Younger generations especially decide what to eat in part by looking at the environmental impact of their meals, said Charlebois, and turn more toward full or partial plant-based diets. Fast-food chains and manufacturers raced to stock and create products to feed this demographic with Beyond Meat and Lightlife alternatives now ubiquitous at restaurants across Canada.
Somogyi anticipates climate change will continue to boost food prices, particularly in categories where Canada relies heavily on imports, unless big changes occur.
In particular, he’d like to see a national food policy that focuses on producing more high-cost items, like many vegetables, in Canada through vertical and indoor farming. That would reduce time to market, costs and risks of bacterial outbreaks, he said.
“If we maintain our current food, Canadian food distribution structure, I can see that happening each year — four per cent, 10 per cent, 15 per cent,” he said.

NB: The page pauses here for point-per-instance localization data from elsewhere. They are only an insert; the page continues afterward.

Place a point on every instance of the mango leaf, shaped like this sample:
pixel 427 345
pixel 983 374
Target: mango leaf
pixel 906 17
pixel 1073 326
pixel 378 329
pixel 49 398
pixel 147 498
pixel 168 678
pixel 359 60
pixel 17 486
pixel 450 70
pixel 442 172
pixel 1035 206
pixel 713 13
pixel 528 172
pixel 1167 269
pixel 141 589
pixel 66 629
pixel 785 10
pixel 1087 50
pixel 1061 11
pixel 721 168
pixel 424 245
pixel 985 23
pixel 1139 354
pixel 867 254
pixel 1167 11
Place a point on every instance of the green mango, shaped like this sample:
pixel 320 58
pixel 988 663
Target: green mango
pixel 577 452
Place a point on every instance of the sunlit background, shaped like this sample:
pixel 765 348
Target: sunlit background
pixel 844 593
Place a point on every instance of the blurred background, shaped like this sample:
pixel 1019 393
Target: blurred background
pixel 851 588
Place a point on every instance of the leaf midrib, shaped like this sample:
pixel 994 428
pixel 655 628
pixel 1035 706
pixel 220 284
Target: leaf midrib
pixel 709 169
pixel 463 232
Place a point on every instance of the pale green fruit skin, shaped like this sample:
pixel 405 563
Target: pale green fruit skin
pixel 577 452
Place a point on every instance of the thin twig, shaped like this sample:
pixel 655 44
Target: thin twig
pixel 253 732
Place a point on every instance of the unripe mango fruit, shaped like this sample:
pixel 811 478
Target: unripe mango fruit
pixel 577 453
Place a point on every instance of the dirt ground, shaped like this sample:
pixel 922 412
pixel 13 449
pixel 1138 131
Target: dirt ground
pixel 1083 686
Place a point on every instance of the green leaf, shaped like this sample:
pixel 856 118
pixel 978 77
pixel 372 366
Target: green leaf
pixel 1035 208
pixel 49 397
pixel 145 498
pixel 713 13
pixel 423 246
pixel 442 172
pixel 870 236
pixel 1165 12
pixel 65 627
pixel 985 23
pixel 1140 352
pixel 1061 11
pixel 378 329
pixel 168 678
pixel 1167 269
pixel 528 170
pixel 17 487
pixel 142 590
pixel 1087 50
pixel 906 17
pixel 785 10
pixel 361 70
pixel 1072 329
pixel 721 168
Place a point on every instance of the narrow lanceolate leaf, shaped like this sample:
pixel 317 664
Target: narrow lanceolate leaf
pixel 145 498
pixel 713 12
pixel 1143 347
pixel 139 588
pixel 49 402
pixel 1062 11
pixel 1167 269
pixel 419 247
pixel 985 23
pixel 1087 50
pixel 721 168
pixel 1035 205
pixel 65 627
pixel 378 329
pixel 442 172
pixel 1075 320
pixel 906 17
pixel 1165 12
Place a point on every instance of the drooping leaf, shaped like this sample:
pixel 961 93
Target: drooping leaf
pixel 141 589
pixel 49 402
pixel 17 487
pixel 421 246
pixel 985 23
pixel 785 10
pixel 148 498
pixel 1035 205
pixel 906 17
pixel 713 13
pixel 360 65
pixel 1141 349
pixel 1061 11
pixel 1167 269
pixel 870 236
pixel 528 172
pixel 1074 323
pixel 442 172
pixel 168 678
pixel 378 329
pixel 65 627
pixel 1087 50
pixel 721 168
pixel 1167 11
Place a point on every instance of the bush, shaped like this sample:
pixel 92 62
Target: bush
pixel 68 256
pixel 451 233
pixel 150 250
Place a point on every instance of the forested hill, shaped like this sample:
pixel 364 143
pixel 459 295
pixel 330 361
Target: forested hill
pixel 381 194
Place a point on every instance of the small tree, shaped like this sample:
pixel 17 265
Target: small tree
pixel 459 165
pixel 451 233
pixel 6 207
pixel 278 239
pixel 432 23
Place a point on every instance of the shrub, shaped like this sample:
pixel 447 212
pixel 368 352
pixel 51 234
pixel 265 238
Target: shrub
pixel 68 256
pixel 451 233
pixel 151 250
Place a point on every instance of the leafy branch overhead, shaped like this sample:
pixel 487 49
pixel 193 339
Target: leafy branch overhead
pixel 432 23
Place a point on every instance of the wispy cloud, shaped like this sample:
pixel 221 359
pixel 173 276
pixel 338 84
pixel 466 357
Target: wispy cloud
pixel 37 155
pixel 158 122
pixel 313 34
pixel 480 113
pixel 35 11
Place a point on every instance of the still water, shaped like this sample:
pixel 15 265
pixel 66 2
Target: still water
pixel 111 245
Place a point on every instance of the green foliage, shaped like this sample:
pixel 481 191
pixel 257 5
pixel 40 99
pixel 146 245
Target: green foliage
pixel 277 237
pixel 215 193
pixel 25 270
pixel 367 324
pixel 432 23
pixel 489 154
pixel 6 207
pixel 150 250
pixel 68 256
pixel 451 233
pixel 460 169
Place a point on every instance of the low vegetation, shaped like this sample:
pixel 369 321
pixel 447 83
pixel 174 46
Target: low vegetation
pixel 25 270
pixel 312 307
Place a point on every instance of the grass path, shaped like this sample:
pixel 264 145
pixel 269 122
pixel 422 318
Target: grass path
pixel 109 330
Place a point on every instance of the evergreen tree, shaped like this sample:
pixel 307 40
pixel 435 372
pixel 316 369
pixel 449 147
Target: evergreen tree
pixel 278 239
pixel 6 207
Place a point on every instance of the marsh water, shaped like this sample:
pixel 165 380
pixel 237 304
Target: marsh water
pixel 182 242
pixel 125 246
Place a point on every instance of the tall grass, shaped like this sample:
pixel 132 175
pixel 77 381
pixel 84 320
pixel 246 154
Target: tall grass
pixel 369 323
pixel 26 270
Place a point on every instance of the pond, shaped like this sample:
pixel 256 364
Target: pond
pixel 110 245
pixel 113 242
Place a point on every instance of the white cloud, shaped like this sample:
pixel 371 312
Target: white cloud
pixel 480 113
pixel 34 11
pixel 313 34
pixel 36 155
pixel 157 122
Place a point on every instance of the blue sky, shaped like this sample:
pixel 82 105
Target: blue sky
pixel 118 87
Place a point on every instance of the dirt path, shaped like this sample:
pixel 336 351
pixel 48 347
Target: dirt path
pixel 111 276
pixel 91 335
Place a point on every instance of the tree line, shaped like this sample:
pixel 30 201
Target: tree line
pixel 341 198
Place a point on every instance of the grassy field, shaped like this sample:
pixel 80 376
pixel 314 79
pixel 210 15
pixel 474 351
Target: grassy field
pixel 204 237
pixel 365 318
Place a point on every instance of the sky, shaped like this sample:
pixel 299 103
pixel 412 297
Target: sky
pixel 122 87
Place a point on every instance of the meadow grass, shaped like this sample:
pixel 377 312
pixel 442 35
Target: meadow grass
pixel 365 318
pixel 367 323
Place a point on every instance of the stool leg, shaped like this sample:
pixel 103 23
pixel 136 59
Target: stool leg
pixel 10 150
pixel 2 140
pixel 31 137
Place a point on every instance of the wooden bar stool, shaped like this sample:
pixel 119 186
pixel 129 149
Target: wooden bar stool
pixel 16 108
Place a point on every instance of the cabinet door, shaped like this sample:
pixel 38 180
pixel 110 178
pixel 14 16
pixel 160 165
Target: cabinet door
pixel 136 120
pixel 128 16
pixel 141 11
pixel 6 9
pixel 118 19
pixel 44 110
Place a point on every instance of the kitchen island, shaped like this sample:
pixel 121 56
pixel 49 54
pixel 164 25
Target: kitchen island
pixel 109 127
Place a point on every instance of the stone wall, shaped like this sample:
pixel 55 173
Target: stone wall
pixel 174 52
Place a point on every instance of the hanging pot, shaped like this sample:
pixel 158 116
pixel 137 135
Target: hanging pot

The federal government released a long-awaited food policy in June 2019 — the first in Canada — after starting public consultations in 2017. It addressed four significant areas for short- and long-term action to support the policy’s goals. These include boosting community access to healthy food, making Canadian food a top choice domestically and internationally, supporting food security in Northern and Indigenous communities and reducing food waste.
Certain initiatives announced as part of the food policy could support vertical or indoor farming, said Agriculture Canada spokesman James Watson in an email.
The department is also exploring vertical and container agriculture beyond the food policy, he said, pointing to a Aug. 2017 workshop it held where experts identified research and development needs in this area.
“Vertical and greenhouse production show potential for increasing food security (particularly in remote areas of Canada), decreasing transportation costs and increased health for Canadians.”
Agriculture Canada is working with others to optimize these farming systems so they can complement traditional ones, he said.